Rita Baunok presented small photographs matted very precisely behind glass. One was of a strange, obscured urban or wasteland scene, and the other a close-up of a dictionary page with the definition of seclusion. The juxtaposition of these two very different subjects together creates an unusual but curious investigation of place and definition of place. Another artist who used glass to her aesthetic advantage was Katelyn Menard - glass as frame, together as object.

Catherin Gaston used a Fuji Film Instant camera - something I have seen a few times recently in my social life - seemingly to document the life of an adolescent. The use of this instant film conjures up thoughts of time-specific events and casual documentation.
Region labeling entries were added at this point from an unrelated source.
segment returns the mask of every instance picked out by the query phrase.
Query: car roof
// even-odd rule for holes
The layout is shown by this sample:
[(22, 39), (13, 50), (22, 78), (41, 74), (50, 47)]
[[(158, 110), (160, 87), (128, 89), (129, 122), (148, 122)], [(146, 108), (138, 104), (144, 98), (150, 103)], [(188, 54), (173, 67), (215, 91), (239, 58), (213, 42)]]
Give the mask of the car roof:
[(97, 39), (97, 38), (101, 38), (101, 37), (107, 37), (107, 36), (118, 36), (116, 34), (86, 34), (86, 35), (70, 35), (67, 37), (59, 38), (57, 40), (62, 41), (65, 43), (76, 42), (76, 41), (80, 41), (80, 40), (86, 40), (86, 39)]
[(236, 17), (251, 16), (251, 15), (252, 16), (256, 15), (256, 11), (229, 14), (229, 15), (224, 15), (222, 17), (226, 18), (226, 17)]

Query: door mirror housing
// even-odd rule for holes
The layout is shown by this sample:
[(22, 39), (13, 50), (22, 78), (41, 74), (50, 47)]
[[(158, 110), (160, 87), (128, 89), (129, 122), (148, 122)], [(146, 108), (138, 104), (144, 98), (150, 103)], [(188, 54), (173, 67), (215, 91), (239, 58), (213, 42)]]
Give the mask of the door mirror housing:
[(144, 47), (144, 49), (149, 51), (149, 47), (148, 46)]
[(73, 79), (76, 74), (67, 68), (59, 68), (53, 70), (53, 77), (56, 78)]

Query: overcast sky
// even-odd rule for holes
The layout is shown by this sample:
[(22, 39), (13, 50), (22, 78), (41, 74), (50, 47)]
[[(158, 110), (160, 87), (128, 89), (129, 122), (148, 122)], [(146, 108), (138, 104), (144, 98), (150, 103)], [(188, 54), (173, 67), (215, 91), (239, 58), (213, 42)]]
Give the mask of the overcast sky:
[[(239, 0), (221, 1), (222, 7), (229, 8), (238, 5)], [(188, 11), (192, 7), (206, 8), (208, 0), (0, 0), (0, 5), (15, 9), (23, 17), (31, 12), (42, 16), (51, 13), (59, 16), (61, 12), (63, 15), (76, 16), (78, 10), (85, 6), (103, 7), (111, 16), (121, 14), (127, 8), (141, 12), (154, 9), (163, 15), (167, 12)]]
Caroline Schub and Michael "Shibby" Lambert exhibited pieces which affected me strictly in terms of their content and aesthetic in the content. Schub's portrayed scenes which had unusual placement of objects - likely constructed by the artist (at least from what I gathered) - which obscured our view and made us unable to fully see what seemed to be the subject of the piece. The center photograph of a stuffed coyote or some sort of dog which had a telescope blocking its face seemed the most quirky, beautiful, and lonely to me. Lambert's pieces displayed 3 scenes which were reminiscent of construction/destruction, but hardly exhibited any real indications of this. About 15% of each piece was the focus of the photograph - light flooding onto mulch, dirt or rocks from within the "crevice" of the hill created by the earth. To me, this read as the destruction of land by the construction of something commercial (maybe a road, building) but did so in such an elegant and beautiful way that the aesthetic still remained most significant. Joseph Maguire also seemed to be talking about the man-made in the landscape, the human affect on existing earth.

Process in art is always a consideration of mine when making or critiquing. The layering that Dave Medina uses in his pieces is one of interest to me - the juxtaposition of a person and a place makes for a direct interaction between them and their environment.

Other artists with pieces in the show included James DiMauro, who seemed to present place as abstraction, Steven Paradise, Serena Shkreli, Alexander Krauss, Hannah Tashkovich, Britney Chiacchiaro, Skylar Blum, Hannah Browning, Christina "Tin Tin" Muller, Blathana Zimmerman, and Jes Walsh.